Devenir alpiniste, cela signifie être prêt à :
- dormir dans un refuge au confort rustique équipé de couvertures qui ont été nettoyées il y a 3 ans au mieux,
- se lever à 2h du matin parce qu’il y a 3h30 d’approche et 1600m de dénivelé positif pour atteindre le départ de la voie,
- choisir des itinéraires en IV plutôt qu’en 4b,
- finir dans du V+ parce que l’on a raté le vague dièdre mentionné dans le topo - celui à côté d’un rocher caractéristique que l’on rejoint en contournant un gendarme évident par une vire peu marquée,
- faire des relais sur des arbres morts et des blocs coincés dont on est d’autant plus convaincu de la solidité qu’il n’y a pas d’autre solution,
- savoir se vacher au relais avec un nœud de cabestan réalisé de la main gauche sans enlever ses moufles,
- grimper avec 3kg de coinceurs au baudrier, sachant qu’il manquera forcément la taille appropriée lorsque l’on en aura vraiment besoin,
- grimper avec un marteau et 1kg de pitons dans le sac, sachant que l’on n’en aura sans doute pas besoin, mais sachant également que l’on en aura forcément besoin si on ne les prend pas,
- regretter d’avoir porté ses chaussons d’escalade pour rien, parce que finalement cela passait facile en grosses chaussures,
- regretter de ne pas avoir pris ses chaussons d’escalade, parce que finalement le IV+ en grosses chaussures a été plus compliqué que prévu,
- se balader en permanence avec 15m de cordelette pour rééquiper tous les rappels du massif,
- prendre également un piolet et des crampons car on ne sait jamais,
- tirer au clou, parce que c’est quand même plus facile pour passer le petit pas athlétique mentionné par le topo précité,
- savoir faire preuve d’humilité au moment de demander à la cordée de devant d’envoyer un brin de corde parce qu’il n’y a finalement pas de clou sur lequel tirer pour franchir ledit petit pas athlétique et que le dernier point posé est un coinceur douteux situé environ 12 mètres plus bas.

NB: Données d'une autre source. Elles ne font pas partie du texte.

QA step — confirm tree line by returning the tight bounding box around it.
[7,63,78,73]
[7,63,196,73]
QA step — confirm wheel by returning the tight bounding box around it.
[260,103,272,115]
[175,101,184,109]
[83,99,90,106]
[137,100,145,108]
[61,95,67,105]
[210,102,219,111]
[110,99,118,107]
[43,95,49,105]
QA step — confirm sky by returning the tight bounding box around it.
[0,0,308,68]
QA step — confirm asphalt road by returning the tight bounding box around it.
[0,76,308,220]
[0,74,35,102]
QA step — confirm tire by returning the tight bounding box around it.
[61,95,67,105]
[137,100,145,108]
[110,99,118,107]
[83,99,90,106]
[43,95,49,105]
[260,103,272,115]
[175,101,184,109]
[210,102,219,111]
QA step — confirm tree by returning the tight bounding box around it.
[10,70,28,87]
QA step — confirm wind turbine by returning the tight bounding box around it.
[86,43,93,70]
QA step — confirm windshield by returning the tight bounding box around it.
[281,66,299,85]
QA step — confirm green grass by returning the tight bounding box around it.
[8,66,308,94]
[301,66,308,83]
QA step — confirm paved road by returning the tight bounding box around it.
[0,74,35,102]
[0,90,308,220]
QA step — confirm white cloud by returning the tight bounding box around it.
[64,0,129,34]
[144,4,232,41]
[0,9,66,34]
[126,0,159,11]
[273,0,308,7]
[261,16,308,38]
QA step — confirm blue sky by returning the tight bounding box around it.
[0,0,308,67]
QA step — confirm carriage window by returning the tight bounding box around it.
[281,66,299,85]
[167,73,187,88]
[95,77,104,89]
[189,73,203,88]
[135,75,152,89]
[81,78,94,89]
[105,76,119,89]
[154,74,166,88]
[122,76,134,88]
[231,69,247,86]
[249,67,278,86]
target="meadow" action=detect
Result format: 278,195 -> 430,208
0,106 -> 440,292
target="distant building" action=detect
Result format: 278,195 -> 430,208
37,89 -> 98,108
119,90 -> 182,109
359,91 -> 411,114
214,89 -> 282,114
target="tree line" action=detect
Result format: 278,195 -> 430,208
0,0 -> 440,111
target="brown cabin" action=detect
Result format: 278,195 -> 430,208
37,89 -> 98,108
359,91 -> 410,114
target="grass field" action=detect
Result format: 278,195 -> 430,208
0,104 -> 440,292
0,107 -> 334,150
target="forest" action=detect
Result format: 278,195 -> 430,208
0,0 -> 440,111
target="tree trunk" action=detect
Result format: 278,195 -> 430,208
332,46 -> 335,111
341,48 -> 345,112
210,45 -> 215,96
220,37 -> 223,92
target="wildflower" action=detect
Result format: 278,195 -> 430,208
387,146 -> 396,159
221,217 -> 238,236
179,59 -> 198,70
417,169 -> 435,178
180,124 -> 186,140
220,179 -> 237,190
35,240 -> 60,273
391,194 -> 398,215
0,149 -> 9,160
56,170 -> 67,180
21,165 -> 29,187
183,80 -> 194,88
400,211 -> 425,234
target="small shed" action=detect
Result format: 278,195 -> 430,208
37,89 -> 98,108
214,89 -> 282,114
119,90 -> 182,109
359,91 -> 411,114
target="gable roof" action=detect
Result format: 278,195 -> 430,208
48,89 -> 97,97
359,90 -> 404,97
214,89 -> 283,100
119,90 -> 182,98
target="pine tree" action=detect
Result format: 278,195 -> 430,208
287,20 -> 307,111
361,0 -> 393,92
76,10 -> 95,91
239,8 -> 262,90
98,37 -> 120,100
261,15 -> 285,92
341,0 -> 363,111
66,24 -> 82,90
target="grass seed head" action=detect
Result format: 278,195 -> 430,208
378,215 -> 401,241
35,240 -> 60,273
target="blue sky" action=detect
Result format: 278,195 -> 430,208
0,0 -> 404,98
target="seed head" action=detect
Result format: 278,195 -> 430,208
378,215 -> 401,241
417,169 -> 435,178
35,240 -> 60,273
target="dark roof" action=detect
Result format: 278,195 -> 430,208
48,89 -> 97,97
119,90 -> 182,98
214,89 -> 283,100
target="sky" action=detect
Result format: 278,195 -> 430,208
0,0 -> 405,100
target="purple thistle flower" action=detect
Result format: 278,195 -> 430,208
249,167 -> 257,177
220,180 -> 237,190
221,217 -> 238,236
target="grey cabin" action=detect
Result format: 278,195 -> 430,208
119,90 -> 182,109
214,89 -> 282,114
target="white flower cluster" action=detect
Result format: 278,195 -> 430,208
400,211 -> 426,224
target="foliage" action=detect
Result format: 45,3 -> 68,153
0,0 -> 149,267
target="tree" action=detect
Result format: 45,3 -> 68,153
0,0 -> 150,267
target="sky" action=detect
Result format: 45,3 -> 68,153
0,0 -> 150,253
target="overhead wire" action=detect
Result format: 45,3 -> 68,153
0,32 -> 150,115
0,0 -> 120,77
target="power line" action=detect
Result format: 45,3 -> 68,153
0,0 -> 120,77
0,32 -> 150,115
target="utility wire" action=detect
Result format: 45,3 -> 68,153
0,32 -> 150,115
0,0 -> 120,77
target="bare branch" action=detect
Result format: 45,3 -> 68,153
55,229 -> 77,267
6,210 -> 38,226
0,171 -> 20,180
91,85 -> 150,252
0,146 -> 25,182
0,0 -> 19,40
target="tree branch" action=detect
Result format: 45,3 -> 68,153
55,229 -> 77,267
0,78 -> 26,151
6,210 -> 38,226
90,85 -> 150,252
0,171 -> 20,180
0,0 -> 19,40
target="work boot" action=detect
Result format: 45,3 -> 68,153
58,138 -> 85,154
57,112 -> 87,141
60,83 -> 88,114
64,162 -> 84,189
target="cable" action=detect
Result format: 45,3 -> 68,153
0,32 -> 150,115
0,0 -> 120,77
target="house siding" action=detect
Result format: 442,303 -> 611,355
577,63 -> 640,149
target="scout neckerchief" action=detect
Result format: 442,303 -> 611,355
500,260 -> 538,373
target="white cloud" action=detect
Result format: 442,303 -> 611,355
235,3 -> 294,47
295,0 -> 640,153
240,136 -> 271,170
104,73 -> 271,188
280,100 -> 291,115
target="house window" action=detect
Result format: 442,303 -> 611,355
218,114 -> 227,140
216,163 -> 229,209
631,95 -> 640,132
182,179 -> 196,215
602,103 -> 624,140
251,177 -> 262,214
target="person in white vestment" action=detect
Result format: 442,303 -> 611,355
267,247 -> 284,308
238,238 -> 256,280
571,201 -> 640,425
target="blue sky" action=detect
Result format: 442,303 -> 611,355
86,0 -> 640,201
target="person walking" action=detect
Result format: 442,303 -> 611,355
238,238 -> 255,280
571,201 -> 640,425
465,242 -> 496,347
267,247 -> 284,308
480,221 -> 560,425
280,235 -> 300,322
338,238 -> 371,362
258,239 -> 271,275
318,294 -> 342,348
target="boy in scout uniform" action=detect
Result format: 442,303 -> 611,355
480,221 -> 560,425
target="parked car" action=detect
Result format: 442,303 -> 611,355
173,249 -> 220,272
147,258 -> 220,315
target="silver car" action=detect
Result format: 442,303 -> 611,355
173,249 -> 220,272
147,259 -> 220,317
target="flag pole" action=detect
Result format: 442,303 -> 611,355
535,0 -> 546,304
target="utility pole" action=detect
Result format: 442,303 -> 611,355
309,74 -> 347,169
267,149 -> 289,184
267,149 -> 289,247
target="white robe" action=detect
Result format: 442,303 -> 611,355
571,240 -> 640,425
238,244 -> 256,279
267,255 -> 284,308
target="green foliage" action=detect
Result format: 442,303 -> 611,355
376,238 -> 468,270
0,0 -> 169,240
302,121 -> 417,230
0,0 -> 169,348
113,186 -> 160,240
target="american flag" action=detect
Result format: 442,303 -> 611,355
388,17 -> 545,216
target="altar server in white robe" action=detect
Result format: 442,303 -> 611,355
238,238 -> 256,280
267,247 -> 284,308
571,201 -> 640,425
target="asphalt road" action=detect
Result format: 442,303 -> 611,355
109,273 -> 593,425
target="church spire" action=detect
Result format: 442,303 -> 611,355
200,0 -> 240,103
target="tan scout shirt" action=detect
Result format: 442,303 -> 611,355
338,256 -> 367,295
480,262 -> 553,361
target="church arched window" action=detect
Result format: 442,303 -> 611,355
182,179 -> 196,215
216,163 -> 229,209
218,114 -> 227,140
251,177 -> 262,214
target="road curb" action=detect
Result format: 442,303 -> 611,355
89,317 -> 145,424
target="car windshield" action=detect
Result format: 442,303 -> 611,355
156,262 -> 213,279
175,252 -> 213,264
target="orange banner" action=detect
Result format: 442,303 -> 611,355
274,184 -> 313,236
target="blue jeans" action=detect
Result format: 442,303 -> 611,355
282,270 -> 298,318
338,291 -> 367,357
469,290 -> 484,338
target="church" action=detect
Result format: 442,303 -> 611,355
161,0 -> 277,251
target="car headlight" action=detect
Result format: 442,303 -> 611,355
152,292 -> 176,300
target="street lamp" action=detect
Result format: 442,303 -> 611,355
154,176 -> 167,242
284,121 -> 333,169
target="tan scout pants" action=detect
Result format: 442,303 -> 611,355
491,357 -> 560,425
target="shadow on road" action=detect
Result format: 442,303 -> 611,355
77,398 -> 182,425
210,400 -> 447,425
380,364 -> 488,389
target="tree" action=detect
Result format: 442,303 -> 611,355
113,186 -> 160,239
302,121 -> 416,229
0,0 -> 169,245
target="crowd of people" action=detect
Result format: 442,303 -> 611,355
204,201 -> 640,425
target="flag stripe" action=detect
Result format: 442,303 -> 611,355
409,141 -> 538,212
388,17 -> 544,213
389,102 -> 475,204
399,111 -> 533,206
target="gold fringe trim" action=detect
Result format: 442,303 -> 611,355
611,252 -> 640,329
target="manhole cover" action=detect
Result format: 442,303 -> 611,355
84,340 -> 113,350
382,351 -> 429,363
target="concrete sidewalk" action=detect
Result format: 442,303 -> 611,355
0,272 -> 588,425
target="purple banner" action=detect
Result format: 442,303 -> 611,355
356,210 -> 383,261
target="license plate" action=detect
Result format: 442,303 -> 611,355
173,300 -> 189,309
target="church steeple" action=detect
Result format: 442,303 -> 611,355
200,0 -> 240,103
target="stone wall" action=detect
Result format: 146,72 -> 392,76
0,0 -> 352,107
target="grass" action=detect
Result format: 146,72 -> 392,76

Devenir premier de cordée signifie être prêt à tout ce qui précède, mais également à :
- savoir rester calme lorsque l’on réalise que les traces de passage que l’on a décidé de suivre deux heures auparavant ne mènent pas là où on souhaitait aller,
- savoir réaliser un mouflage Mariner double démultiplié sans pouvoir se connecter à Internet pour retrouver le schéma,
- savoir qu’il vaut mieux aller aux toilettes avant de s’engager dans une voie d’escalade en 27 longueurs ou, à défaut, connaitre le truc pour faire ses besoins en étant suspendu dans son baudrier,
- savoir qu’il existe une différence notable entre le 4c de 2019 et le IV+ de 1960,
- savoir être pédagogue avec un second de cordée épuisé au moment de lui annoncer qu’il va falloir accélérer parce que la météo se dégrade,
- savoir détendre l’atmosphère tout en passant des messages importants, comme par exemple en faisant régulièrement des blagues sur le fait que l’on va devoir improviser un bivouac parce que l’on manque d’efficacité dans les manœuvres de corde,
- savoir faire preuve de sang-froid lorsque l’on réalise qu’il va vraiment falloir improviser un bivouac,
- ne pas dire « le rocher est pourri » mais « le rocher demande de l’attention »,
- ne pas dire « on s’est perdu » mais « il y avait un peu de recherche d’itinéraire »,
- ne pas dire non plus « il faisait un temps horrible » mais « il y avait une belle ambiance » ;
- au final, ne pas dire « c’était un cauchemar, une vraie galère, plus jamais ça ! » mais « c’était une jolie course, un peu engagée, mais à faire absolument ! ».